Samanyolu galaksimizde birkaç yüz milyar yıldız bulunuyor. İhtiyatlı bir tahminle bunların birkaç milyarı, yaşama olanak sağlayabilecek gezegenlerle çevrelenmiş durumda. Galakside Dünya üzerindeki insanların sayısından daha fazla yaşanabilir gezegen olabilir. Ancak “yaşanabilir" olması, "yaşanılıyor" olduğu anlamına gelmez.
Europa'da yaşam varsa, biz hangi hakla onun topraklarını "istila" etmek zorundayız ki? Üstelik bu yalnızca bir robot istilası da olmayacak. Bir uzay aracı inişten önce ne kadar sterilize edilirse edilsin, üzerine mutlu mesut tutunan milyonlarca dünyasal mikrop olacaktır.
Bu mikroplar Europa'nın okyanusuna geçerse, ne olacağına dair en ufak fikrimiz yok. Eğer burada yaşayan bir ekosistem varsa, Yerküre'den gelen bu istilacılar tarafından yok edilebilir ya da bozulabilir; tıpkı istilacı türlerin Yerküre’deki ekosistemlere büyük zararlara sebep olabildikleri gibi. Öte yandan, Europa'da önceden yaşam formu yoksa, dünyasal bakteriler oraya yerleşip gelişebilir; bu da ileriki kuşak bilim insanlarının kafasını karıştıracak bir durum olur.

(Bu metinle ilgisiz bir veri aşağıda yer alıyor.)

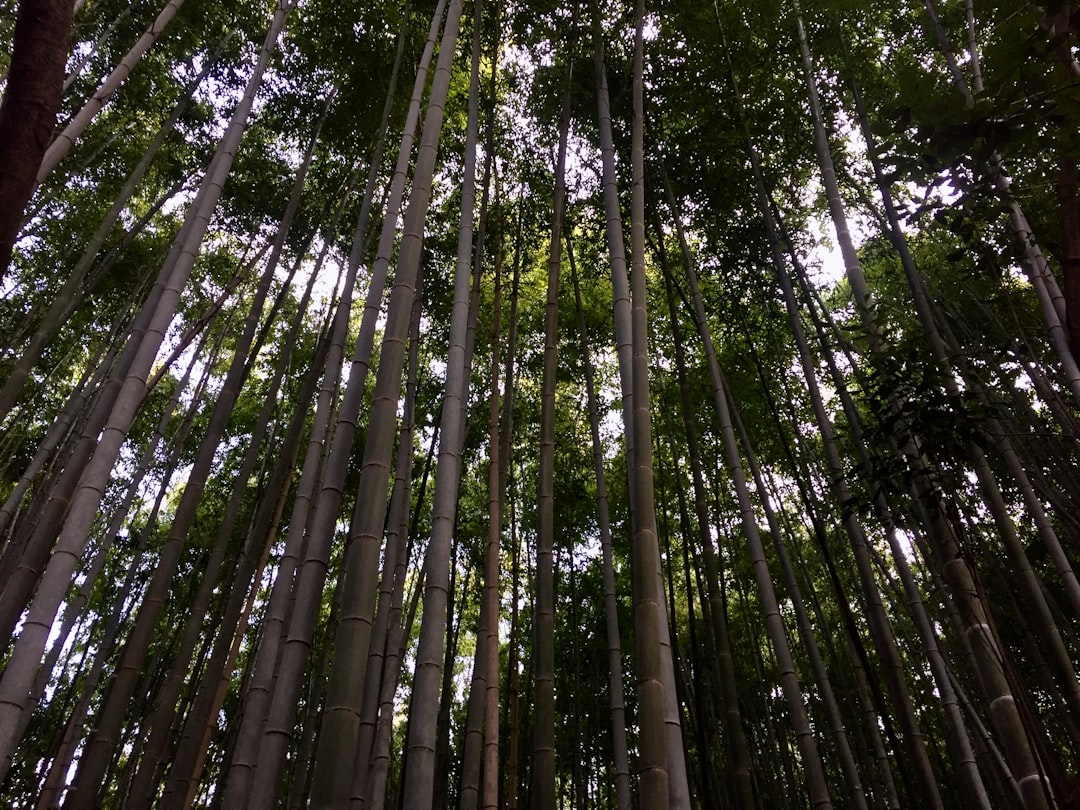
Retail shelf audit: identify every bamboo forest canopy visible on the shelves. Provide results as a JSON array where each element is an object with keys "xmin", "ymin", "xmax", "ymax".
[{"xmin": 0, "ymin": 0, "xmax": 1080, "ymax": 810}]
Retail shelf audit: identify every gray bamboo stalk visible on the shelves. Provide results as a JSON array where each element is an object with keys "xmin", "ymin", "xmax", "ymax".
[
  {"xmin": 566, "ymin": 234, "xmax": 632, "ymax": 810},
  {"xmin": 660, "ymin": 207, "xmax": 755, "ymax": 810},
  {"xmin": 352, "ymin": 267, "xmax": 423, "ymax": 805},
  {"xmin": 37, "ymin": 329, "xmax": 227, "ymax": 810},
  {"xmin": 158, "ymin": 302, "xmax": 328, "ymax": 810},
  {"xmin": 127, "ymin": 144, "xmax": 321, "ymax": 808},
  {"xmin": 455, "ymin": 588, "xmax": 490, "ymax": 810},
  {"xmin": 64, "ymin": 5, "xmax": 133, "ymax": 93},
  {"xmin": 499, "ymin": 204, "xmax": 520, "ymax": 810},
  {"xmin": 319, "ymin": 19, "xmax": 419, "ymax": 800},
  {"xmin": 367, "ymin": 571, "xmax": 423, "ymax": 810},
  {"xmin": 38, "ymin": 0, "xmax": 184, "ymax": 183},
  {"xmin": 234, "ymin": 3, "xmax": 443, "ymax": 807},
  {"xmin": 793, "ymin": 6, "xmax": 1049, "ymax": 810},
  {"xmin": 298, "ymin": 3, "xmax": 453, "ymax": 806},
  {"xmin": 675, "ymin": 176, "xmax": 832, "ymax": 808},
  {"xmin": 19, "ymin": 326, "xmax": 210, "ymax": 756},
  {"xmin": 224, "ymin": 3, "xmax": 425, "ymax": 805},
  {"xmin": 69, "ymin": 103, "xmax": 304, "ymax": 807},
  {"xmin": 729, "ymin": 389, "xmax": 867, "ymax": 810},
  {"xmin": 532, "ymin": 65, "xmax": 570, "ymax": 810},
  {"xmin": 0, "ymin": 35, "xmax": 224, "ymax": 418},
  {"xmin": 0, "ymin": 0, "xmax": 294, "ymax": 791},
  {"xmin": 482, "ymin": 185, "xmax": 505, "ymax": 810},
  {"xmin": 623, "ymin": 0, "xmax": 673, "ymax": 810},
  {"xmin": 924, "ymin": 0, "xmax": 1080, "ymax": 403},
  {"xmin": 732, "ymin": 87, "xmax": 942, "ymax": 808}
]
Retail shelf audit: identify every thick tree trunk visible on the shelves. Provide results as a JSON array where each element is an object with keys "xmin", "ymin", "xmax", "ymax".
[
  {"xmin": 0, "ymin": 0, "xmax": 72, "ymax": 274},
  {"xmin": 37, "ymin": 0, "xmax": 184, "ymax": 183}
]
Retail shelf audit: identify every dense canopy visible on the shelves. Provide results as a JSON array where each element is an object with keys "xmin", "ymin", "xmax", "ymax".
[{"xmin": 0, "ymin": 0, "xmax": 1080, "ymax": 810}]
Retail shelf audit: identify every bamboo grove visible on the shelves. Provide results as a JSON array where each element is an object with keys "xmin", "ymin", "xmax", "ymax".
[{"xmin": 0, "ymin": 0, "xmax": 1080, "ymax": 810}]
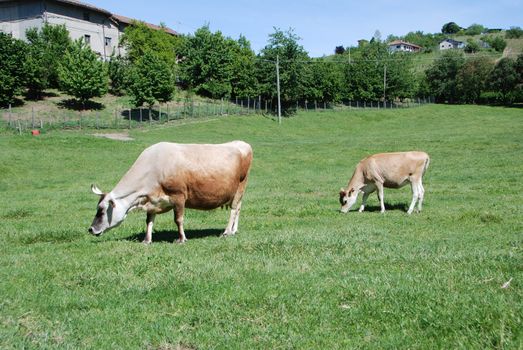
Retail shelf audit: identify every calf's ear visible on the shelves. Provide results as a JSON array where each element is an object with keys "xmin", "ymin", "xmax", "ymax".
[{"xmin": 91, "ymin": 184, "xmax": 104, "ymax": 196}]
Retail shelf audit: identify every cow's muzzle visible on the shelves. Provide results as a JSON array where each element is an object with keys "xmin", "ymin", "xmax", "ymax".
[{"xmin": 88, "ymin": 226, "xmax": 102, "ymax": 236}]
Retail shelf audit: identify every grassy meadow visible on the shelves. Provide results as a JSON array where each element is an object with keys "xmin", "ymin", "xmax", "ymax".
[{"xmin": 0, "ymin": 105, "xmax": 523, "ymax": 349}]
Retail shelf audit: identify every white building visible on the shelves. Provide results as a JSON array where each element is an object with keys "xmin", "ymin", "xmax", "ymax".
[
  {"xmin": 0, "ymin": 0, "xmax": 176, "ymax": 60},
  {"xmin": 389, "ymin": 40, "xmax": 421, "ymax": 52}
]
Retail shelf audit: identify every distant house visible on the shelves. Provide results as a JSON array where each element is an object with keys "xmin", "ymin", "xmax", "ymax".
[
  {"xmin": 439, "ymin": 39, "xmax": 465, "ymax": 50},
  {"xmin": 0, "ymin": 0, "xmax": 177, "ymax": 60},
  {"xmin": 388, "ymin": 40, "xmax": 421, "ymax": 52}
]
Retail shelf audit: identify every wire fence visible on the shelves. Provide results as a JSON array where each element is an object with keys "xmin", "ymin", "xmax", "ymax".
[{"xmin": 0, "ymin": 97, "xmax": 434, "ymax": 134}]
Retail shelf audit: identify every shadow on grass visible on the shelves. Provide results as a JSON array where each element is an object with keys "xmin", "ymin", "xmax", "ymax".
[
  {"xmin": 356, "ymin": 203, "xmax": 409, "ymax": 213},
  {"xmin": 124, "ymin": 229, "xmax": 223, "ymax": 243},
  {"xmin": 57, "ymin": 98, "xmax": 105, "ymax": 111}
]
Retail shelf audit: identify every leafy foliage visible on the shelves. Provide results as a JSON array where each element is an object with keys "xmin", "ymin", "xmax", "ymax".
[
  {"xmin": 127, "ymin": 51, "xmax": 175, "ymax": 107},
  {"xmin": 26, "ymin": 23, "xmax": 72, "ymax": 89},
  {"xmin": 505, "ymin": 27, "xmax": 523, "ymax": 39},
  {"xmin": 489, "ymin": 57, "xmax": 523, "ymax": 104},
  {"xmin": 425, "ymin": 50, "xmax": 465, "ymax": 103},
  {"xmin": 181, "ymin": 26, "xmax": 237, "ymax": 98},
  {"xmin": 121, "ymin": 21, "xmax": 184, "ymax": 68},
  {"xmin": 257, "ymin": 28, "xmax": 309, "ymax": 113},
  {"xmin": 108, "ymin": 55, "xmax": 130, "ymax": 95},
  {"xmin": 58, "ymin": 40, "xmax": 108, "ymax": 104},
  {"xmin": 456, "ymin": 57, "xmax": 494, "ymax": 103},
  {"xmin": 465, "ymin": 23, "xmax": 487, "ymax": 35},
  {"xmin": 0, "ymin": 32, "xmax": 27, "ymax": 106},
  {"xmin": 441, "ymin": 22, "xmax": 461, "ymax": 34}
]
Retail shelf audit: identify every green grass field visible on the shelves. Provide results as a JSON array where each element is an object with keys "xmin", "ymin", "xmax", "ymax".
[{"xmin": 0, "ymin": 105, "xmax": 523, "ymax": 349}]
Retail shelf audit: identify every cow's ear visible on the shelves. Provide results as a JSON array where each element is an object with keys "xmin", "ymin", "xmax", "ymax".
[{"xmin": 91, "ymin": 184, "xmax": 104, "ymax": 196}]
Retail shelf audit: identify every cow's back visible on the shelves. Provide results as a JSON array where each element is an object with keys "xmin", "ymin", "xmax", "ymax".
[
  {"xmin": 157, "ymin": 141, "xmax": 252, "ymax": 209},
  {"xmin": 361, "ymin": 151, "xmax": 428, "ymax": 188}
]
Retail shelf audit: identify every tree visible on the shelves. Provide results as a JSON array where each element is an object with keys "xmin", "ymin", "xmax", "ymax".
[
  {"xmin": 26, "ymin": 23, "xmax": 71, "ymax": 89},
  {"xmin": 127, "ymin": 51, "xmax": 175, "ymax": 107},
  {"xmin": 257, "ymin": 28, "xmax": 309, "ymax": 114},
  {"xmin": 465, "ymin": 39, "xmax": 480, "ymax": 53},
  {"xmin": 465, "ymin": 23, "xmax": 487, "ymax": 35},
  {"xmin": 441, "ymin": 22, "xmax": 461, "ymax": 34},
  {"xmin": 489, "ymin": 57, "xmax": 521, "ymax": 104},
  {"xmin": 334, "ymin": 45, "xmax": 345, "ymax": 55},
  {"xmin": 230, "ymin": 36, "xmax": 259, "ymax": 98},
  {"xmin": 456, "ymin": 57, "xmax": 494, "ymax": 103},
  {"xmin": 121, "ymin": 21, "xmax": 181, "ymax": 69},
  {"xmin": 489, "ymin": 36, "xmax": 507, "ymax": 52},
  {"xmin": 0, "ymin": 32, "xmax": 27, "ymax": 106},
  {"xmin": 505, "ymin": 27, "xmax": 523, "ymax": 39},
  {"xmin": 425, "ymin": 50, "xmax": 465, "ymax": 103},
  {"xmin": 58, "ymin": 39, "xmax": 108, "ymax": 107},
  {"xmin": 180, "ymin": 26, "xmax": 238, "ymax": 98},
  {"xmin": 108, "ymin": 54, "xmax": 130, "ymax": 95}
]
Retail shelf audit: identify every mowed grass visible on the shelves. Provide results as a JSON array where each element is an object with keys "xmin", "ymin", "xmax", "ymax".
[{"xmin": 0, "ymin": 105, "xmax": 523, "ymax": 349}]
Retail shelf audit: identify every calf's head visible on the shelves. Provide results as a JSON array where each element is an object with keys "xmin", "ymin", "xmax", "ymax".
[
  {"xmin": 340, "ymin": 188, "xmax": 358, "ymax": 213},
  {"xmin": 89, "ymin": 185, "xmax": 127, "ymax": 236}
]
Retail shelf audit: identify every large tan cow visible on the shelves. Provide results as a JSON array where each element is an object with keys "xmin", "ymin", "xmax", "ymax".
[
  {"xmin": 89, "ymin": 141, "xmax": 252, "ymax": 243},
  {"xmin": 340, "ymin": 151, "xmax": 430, "ymax": 214}
]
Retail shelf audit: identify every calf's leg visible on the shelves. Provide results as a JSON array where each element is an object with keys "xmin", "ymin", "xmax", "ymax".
[
  {"xmin": 407, "ymin": 180, "xmax": 419, "ymax": 215},
  {"xmin": 358, "ymin": 192, "xmax": 372, "ymax": 213},
  {"xmin": 143, "ymin": 213, "xmax": 156, "ymax": 244}
]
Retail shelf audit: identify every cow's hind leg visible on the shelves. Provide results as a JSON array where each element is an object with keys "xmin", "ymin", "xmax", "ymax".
[
  {"xmin": 418, "ymin": 179, "xmax": 425, "ymax": 212},
  {"xmin": 407, "ymin": 179, "xmax": 419, "ymax": 215},
  {"xmin": 376, "ymin": 182, "xmax": 385, "ymax": 213},
  {"xmin": 172, "ymin": 198, "xmax": 187, "ymax": 243},
  {"xmin": 143, "ymin": 213, "xmax": 156, "ymax": 244},
  {"xmin": 223, "ymin": 179, "xmax": 247, "ymax": 236}
]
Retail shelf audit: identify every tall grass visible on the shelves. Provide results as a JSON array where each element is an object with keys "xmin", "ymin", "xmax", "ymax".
[{"xmin": 0, "ymin": 106, "xmax": 523, "ymax": 349}]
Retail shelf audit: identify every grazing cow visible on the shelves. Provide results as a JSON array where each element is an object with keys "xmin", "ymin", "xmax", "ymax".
[
  {"xmin": 89, "ymin": 141, "xmax": 252, "ymax": 244},
  {"xmin": 340, "ymin": 151, "xmax": 430, "ymax": 214}
]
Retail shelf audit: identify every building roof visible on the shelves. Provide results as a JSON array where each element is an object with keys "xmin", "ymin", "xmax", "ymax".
[
  {"xmin": 388, "ymin": 40, "xmax": 421, "ymax": 49},
  {"xmin": 53, "ymin": 0, "xmax": 111, "ymax": 16},
  {"xmin": 442, "ymin": 38, "xmax": 463, "ymax": 45},
  {"xmin": 112, "ymin": 13, "xmax": 178, "ymax": 35}
]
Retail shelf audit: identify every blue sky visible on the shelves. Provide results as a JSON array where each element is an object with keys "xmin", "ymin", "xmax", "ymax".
[{"xmin": 88, "ymin": 0, "xmax": 523, "ymax": 57}]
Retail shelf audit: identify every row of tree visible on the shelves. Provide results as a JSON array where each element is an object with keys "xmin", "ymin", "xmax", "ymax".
[{"xmin": 0, "ymin": 22, "xmax": 523, "ymax": 111}]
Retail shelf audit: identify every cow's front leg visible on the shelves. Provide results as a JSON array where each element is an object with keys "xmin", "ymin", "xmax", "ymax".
[
  {"xmin": 222, "ymin": 206, "xmax": 239, "ymax": 236},
  {"xmin": 358, "ymin": 192, "xmax": 371, "ymax": 213},
  {"xmin": 143, "ymin": 213, "xmax": 156, "ymax": 244},
  {"xmin": 376, "ymin": 182, "xmax": 385, "ymax": 213},
  {"xmin": 174, "ymin": 205, "xmax": 187, "ymax": 243}
]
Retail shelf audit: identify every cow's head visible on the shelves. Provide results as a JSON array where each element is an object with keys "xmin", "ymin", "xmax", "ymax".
[
  {"xmin": 89, "ymin": 185, "xmax": 127, "ymax": 236},
  {"xmin": 340, "ymin": 188, "xmax": 358, "ymax": 213}
]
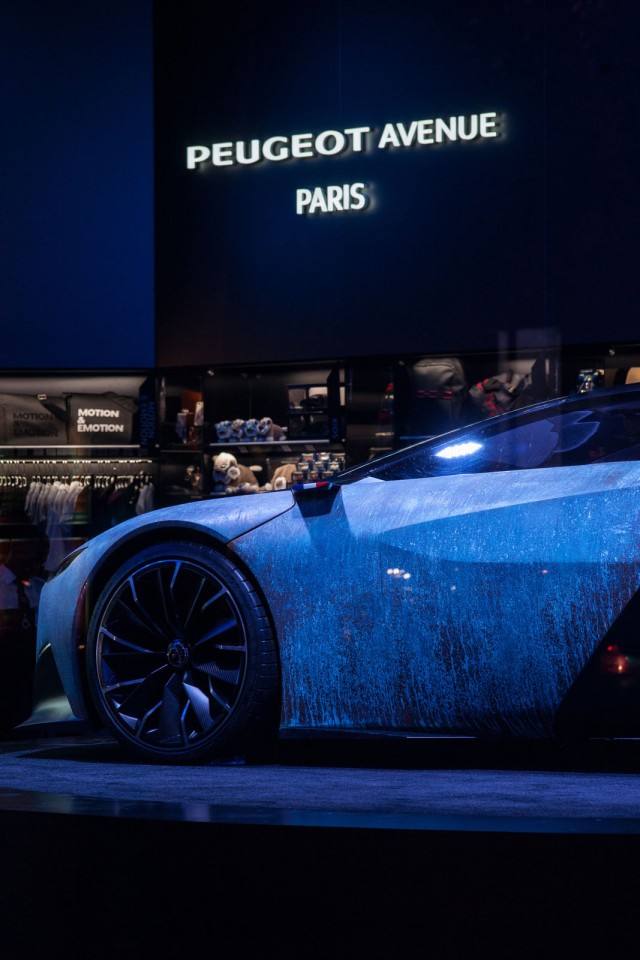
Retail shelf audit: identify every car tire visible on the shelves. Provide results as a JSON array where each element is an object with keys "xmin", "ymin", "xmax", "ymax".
[{"xmin": 86, "ymin": 542, "xmax": 280, "ymax": 763}]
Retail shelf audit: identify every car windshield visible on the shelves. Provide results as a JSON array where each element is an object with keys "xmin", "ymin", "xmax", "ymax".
[{"xmin": 338, "ymin": 391, "xmax": 640, "ymax": 483}]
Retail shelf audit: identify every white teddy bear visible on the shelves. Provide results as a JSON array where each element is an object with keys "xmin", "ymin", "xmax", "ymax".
[{"xmin": 213, "ymin": 452, "xmax": 260, "ymax": 494}]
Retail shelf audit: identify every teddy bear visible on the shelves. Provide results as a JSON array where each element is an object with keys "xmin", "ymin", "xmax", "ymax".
[
  {"xmin": 244, "ymin": 417, "xmax": 260, "ymax": 440},
  {"xmin": 216, "ymin": 420, "xmax": 231, "ymax": 443},
  {"xmin": 265, "ymin": 463, "xmax": 298, "ymax": 490},
  {"xmin": 231, "ymin": 420, "xmax": 244, "ymax": 442},
  {"xmin": 258, "ymin": 417, "xmax": 287, "ymax": 442},
  {"xmin": 213, "ymin": 452, "xmax": 260, "ymax": 494}
]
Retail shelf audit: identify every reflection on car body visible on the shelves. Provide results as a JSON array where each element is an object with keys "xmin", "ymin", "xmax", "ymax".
[{"xmin": 23, "ymin": 387, "xmax": 640, "ymax": 762}]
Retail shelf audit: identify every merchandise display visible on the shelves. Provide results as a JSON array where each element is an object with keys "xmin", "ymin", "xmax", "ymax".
[
  {"xmin": 212, "ymin": 453, "xmax": 260, "ymax": 495},
  {"xmin": 215, "ymin": 417, "xmax": 287, "ymax": 443},
  {"xmin": 25, "ymin": 385, "xmax": 640, "ymax": 762}
]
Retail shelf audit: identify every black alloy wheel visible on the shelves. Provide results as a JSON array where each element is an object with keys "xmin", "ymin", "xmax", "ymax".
[{"xmin": 87, "ymin": 543, "xmax": 280, "ymax": 763}]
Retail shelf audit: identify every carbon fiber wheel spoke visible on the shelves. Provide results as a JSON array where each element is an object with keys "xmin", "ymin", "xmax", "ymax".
[{"xmin": 96, "ymin": 560, "xmax": 247, "ymax": 750}]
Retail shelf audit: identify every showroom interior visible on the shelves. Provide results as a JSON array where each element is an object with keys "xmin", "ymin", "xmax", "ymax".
[{"xmin": 0, "ymin": 0, "xmax": 640, "ymax": 958}]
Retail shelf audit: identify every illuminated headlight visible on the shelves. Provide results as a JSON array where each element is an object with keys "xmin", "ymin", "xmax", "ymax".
[{"xmin": 436, "ymin": 440, "xmax": 482, "ymax": 460}]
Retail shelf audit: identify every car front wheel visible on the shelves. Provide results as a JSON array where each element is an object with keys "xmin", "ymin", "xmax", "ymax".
[{"xmin": 87, "ymin": 543, "xmax": 280, "ymax": 763}]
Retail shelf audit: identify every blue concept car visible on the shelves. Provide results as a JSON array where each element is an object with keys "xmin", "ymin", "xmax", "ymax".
[{"xmin": 26, "ymin": 386, "xmax": 640, "ymax": 762}]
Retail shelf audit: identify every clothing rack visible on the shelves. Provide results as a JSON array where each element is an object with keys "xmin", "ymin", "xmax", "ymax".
[{"xmin": 0, "ymin": 458, "xmax": 157, "ymax": 489}]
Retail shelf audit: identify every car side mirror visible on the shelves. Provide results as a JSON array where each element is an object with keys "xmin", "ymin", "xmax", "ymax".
[{"xmin": 291, "ymin": 480, "xmax": 340, "ymax": 516}]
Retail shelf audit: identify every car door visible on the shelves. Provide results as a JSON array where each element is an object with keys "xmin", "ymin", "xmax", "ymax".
[{"xmin": 239, "ymin": 390, "xmax": 640, "ymax": 736}]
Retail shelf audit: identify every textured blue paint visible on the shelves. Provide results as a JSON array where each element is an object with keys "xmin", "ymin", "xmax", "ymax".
[
  {"xmin": 37, "ymin": 491, "xmax": 293, "ymax": 718},
  {"xmin": 234, "ymin": 463, "xmax": 640, "ymax": 736}
]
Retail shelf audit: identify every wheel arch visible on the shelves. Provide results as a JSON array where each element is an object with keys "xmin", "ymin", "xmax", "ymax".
[{"xmin": 78, "ymin": 524, "xmax": 282, "ymax": 724}]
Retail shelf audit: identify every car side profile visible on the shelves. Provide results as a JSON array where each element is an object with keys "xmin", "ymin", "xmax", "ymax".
[{"xmin": 26, "ymin": 385, "xmax": 640, "ymax": 762}]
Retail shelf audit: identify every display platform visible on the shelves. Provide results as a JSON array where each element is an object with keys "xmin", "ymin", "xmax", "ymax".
[{"xmin": 0, "ymin": 738, "xmax": 640, "ymax": 960}]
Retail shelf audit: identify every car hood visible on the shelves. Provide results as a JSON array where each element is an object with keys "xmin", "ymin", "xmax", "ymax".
[{"xmin": 54, "ymin": 490, "xmax": 294, "ymax": 575}]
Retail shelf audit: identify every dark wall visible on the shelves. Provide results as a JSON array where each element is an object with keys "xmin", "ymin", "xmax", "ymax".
[
  {"xmin": 155, "ymin": 0, "xmax": 639, "ymax": 364},
  {"xmin": 0, "ymin": 0, "xmax": 154, "ymax": 369}
]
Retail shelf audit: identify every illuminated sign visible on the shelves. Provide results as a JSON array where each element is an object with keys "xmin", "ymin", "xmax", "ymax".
[{"xmin": 186, "ymin": 111, "xmax": 504, "ymax": 215}]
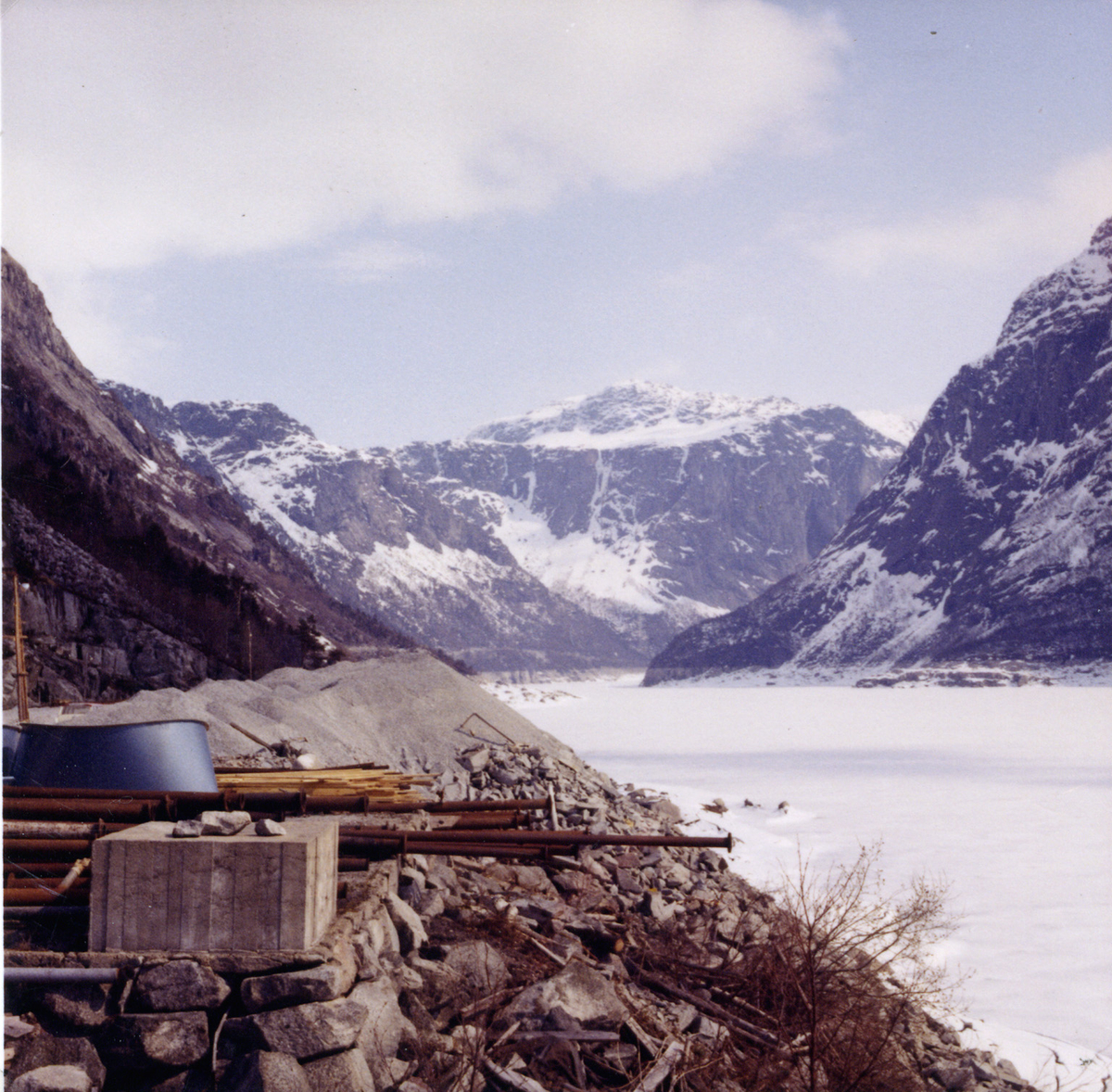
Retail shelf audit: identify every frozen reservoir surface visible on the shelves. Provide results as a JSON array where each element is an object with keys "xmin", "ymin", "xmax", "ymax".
[{"xmin": 520, "ymin": 676, "xmax": 1112, "ymax": 1088}]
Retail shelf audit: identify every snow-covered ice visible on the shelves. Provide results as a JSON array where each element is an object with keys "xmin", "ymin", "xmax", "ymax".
[{"xmin": 518, "ymin": 676, "xmax": 1112, "ymax": 1090}]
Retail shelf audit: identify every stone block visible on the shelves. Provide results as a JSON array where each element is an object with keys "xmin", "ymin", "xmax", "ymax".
[
  {"xmin": 304, "ymin": 1049, "xmax": 374, "ymax": 1092},
  {"xmin": 89, "ymin": 819, "xmax": 339, "ymax": 952},
  {"xmin": 6, "ymin": 1031, "xmax": 106, "ymax": 1088},
  {"xmin": 218, "ymin": 994, "xmax": 367, "ymax": 1060},
  {"xmin": 134, "ymin": 959, "xmax": 232, "ymax": 1012},
  {"xmin": 239, "ymin": 959, "xmax": 355, "ymax": 1012},
  {"xmin": 98, "ymin": 1012, "xmax": 209, "ymax": 1070},
  {"xmin": 217, "ymin": 1051, "xmax": 312, "ymax": 1092}
]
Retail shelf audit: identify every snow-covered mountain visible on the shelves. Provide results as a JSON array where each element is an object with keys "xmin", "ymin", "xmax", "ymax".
[
  {"xmin": 0, "ymin": 251, "xmax": 412, "ymax": 704},
  {"xmin": 396, "ymin": 383, "xmax": 901, "ymax": 653},
  {"xmin": 112, "ymin": 383, "xmax": 901, "ymax": 669},
  {"xmin": 106, "ymin": 384, "xmax": 638, "ymax": 669},
  {"xmin": 646, "ymin": 219, "xmax": 1112, "ymax": 683}
]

Büyük İskender ya da Lao Tzu veyahut Akhenaton, SETI araştırmacılarının standartlarına göre düpedüz "zeki" değildiler. Onlar sadece biyogöstergeler ürettiler, teknogöstergeler değil.
Dünyadışı yaşamın incelenmesi yalnızca tüm canlıların sahip olduğu, tanımlanması zor niteliklerin belirlenmesi açısından değil, aynı zamanda hala cevaplanamamış bir soru olan yaşamın nasıl ortaya çıktığının aydınlatılması açısından da büyük bir önem taşıyor.